The Ibex has moved this year between the 8,369 points it marked in January and the 9,511 at the beginning of June, a level it has attacked this week.
It is also making a singular commitment to the London Stock Exchange, because prices have already discounted the most aggressive rate hikes from the Bank of England. It is a market that trades at an average PER of only 10 times and is dominated by solid multinationals, profitable and geographically diversified businesses.
“The stock markets still have an additional 5% upward run left. We expect a lateral summer, but slightly bullish, after finishing almost flat in the last three months,” says Ignacio Cantos, partner at atlCapital, who is positive with the financial sector and with health. In the latter, he trusts stocks such as Astrazeneca, Novartis and the Spanish companies Rovi and Grifols.
iCapital prefers companies with attractive valuations and growth capacity: it focuses on the financial sector, tourism and companies linked to the electricity sector.
The consensus of analysts bets on the path that companies like Logista have, which benefits from high rates, thanks to its financing line with Imperial Brands. They also have support from CaixaBank, Santander, BBVA and Sabadell, which are trading at discounts of between 15% and 57% compared to their book value.
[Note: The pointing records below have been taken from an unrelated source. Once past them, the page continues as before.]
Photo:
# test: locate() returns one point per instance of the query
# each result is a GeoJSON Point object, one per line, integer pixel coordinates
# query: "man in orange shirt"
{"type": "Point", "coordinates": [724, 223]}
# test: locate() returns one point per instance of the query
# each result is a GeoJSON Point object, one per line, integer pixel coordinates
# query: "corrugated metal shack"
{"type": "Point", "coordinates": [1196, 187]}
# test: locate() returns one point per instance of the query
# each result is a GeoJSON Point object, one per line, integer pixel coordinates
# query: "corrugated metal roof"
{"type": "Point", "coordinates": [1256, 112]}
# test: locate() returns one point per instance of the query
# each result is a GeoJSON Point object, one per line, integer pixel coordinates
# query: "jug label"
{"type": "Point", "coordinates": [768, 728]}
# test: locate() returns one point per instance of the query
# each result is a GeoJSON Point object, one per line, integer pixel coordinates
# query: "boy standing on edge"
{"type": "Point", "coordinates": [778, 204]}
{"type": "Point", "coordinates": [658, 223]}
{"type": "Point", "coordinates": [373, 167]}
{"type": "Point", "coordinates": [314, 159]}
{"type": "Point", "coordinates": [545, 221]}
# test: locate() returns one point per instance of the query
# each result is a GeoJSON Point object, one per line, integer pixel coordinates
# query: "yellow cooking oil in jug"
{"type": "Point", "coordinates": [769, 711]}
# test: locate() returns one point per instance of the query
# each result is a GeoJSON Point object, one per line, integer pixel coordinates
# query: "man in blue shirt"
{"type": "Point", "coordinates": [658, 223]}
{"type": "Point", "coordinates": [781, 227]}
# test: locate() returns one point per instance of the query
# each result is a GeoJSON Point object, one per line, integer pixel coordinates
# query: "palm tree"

“The financial sector with high rates and controlled delinquency is the preferred one for the coming months,” says Santos, who points to both Spanish (Sabadell and BBVA) and European entities. “German Commerzbank and Italian UniCredit have sufficiently low valuations to count on a good margin of safety and a high dividend,” he says.
UniCredit stands out among the most recommended values of the Euro Stoxx 50, together with the electric company Enel; the automobile manufacturers Stellantis and Mercedes and the technology company Infineon.